DES Y1 (solid, used in this Letter) and final (dashed) sky coverage superimposed on the Fermi-LAT $\gamma$-ray map for photons in the 1–10 GeV energy range. The Galactic plane and point-source emissions are clearly visible. The plot is in McBryde-Thomas flat polar quartic projection.

Figure 2

Measurement and model of the cross-correlation between $\gamma$-ray photons and gravitational shear. The points in both figure parts show the measured cross-correlation, averaged over all redshift and energy bins, while the fits are done across all dimensions. The lines refer the best-fit results for the phenomenological model (left) and for the physical model (right), averaged the same way.

Figure 3

(Left) Constraints on the normalization and spectral index parameters of the phenomenological model (the redshift dependence parameters are unconstrained and not shown in the plot). (Right) Constraints on the parameters of the dark matter and blazar models described in Eq. (5).
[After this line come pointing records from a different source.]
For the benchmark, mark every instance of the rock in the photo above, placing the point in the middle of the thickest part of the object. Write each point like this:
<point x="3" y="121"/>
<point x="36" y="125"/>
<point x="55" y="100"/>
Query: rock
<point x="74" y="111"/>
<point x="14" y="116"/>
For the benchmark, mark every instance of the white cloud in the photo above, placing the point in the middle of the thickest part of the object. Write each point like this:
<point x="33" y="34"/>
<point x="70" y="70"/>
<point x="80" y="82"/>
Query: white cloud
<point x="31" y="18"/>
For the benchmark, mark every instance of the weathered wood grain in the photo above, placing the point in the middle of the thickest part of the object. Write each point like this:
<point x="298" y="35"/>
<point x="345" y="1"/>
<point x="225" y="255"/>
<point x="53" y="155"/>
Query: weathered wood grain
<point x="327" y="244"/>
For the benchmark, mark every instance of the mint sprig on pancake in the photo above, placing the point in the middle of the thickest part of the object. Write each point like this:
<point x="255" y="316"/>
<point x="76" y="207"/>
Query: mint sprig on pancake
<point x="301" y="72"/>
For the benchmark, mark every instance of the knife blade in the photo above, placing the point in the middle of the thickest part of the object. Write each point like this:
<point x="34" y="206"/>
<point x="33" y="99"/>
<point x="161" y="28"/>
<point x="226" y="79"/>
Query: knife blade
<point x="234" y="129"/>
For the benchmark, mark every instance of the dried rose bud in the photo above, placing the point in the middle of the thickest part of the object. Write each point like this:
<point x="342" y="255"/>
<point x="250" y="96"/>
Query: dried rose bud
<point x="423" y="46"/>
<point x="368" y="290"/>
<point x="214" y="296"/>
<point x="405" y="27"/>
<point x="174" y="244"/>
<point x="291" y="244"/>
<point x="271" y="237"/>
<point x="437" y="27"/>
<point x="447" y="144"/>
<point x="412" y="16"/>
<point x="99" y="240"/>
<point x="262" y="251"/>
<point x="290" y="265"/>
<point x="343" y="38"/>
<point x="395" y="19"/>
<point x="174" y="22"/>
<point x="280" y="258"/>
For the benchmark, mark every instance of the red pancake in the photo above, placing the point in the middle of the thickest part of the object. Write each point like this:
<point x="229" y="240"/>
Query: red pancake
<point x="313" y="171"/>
The blazar model assumes a single population matching the properties of Fermi resolved sources. The dark matter model assumes annihilation in the ${\tau }^{+}{\tau }^{-}$ channel. In both panels, 2D contours refer to the 68% and 95% C.L. regions. The dashed and solid vertical lines in the 1D subplots denote the 68% and 95% C.L. constraints of the 1D profile likelihood distributions.

Figure 4

(Left) Energy scaling of the measured signal and best-fit models, in terms of the matched filter amplitude $\mathcal{A}$ of the cross-correlation between gravitational shear and $\gamma$ rays (see text for its definition). The amplitude is divided by the size of the corresponding energy bin $\mathrm{\Delta }{E}_a$ and multiplied by the measured photon intensity $⟨I_a⟩$ in the same bin, to show the physical differential scaling in energy. (Right) Redshift scaling of the measured signal and models, again in terms of the matched filter amplitude $\mathcal{A}$ introduced in the text.